Follow the steps to complete the form accurately.

  1. Press the ‘Get Form’ button to obtain the CA Request for pH Re-Evaluation Form and open it for editing.
  2. Fill in the 'Canner' section with the name of the canning entity responsible for the product.
  3. Input the 'Product' name clearly for identification purposes.
  4. Provide your 'Mailing Address' where correspondence related to the re-evaluation should be sent.
  5. Enter the 'Formula Number/Code' associated with the product for tracking purposes.
  6. Fill in the 'City' and 'Zip Code' associated with your mailing address.
  7. Add your contact 'Telephone' number for any necessary follow-up.
  8. Complete the 'Existing S-Number' section, along with the 'Date of Existing Process Letter' for reference.
  9. Indicate if you have submitted sample(s) by selecting 'Yes' or 'No'. If 'Yes', specify the 'Container Size(s)'.
  10. List all 'INGREDIENTS' by weight or percentage, providing details about each ingredient's condition (e.g., fresh, frozen) and its pH if known. Use an additional sheet if necessary.

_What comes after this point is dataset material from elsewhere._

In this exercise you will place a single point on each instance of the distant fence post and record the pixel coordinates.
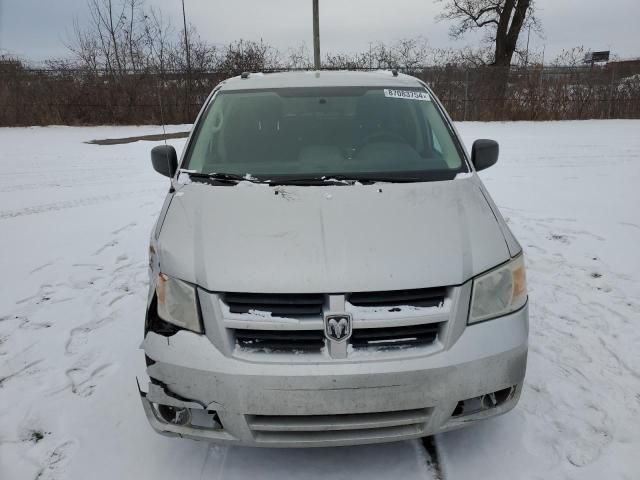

  11. Describe 'Product Preparation' methods, noting details like minimum initial temperature and processing times. Include specifics regarding hot fill hold procedures if applicable.
  12. Provide 'pH' values for any acid ingredient(s) before and after mixing, along with the equilibrium pH of the finished product.
  13. For acidification methods, detail whether acid blanching is used, what acid is used, including concentrations and processing times.
  14. If applicable, provide the 'equilibrium Water Activity' for finished products with a Water Activity ≤ 0.85, detailing the method used.
  15. Sign and print your name in the designated fields to authenticate the submission.
  16. Finally, save your changes, download, print, or share the completed form as needed.

Complete your documents online to ensure compliance with food safety regulations.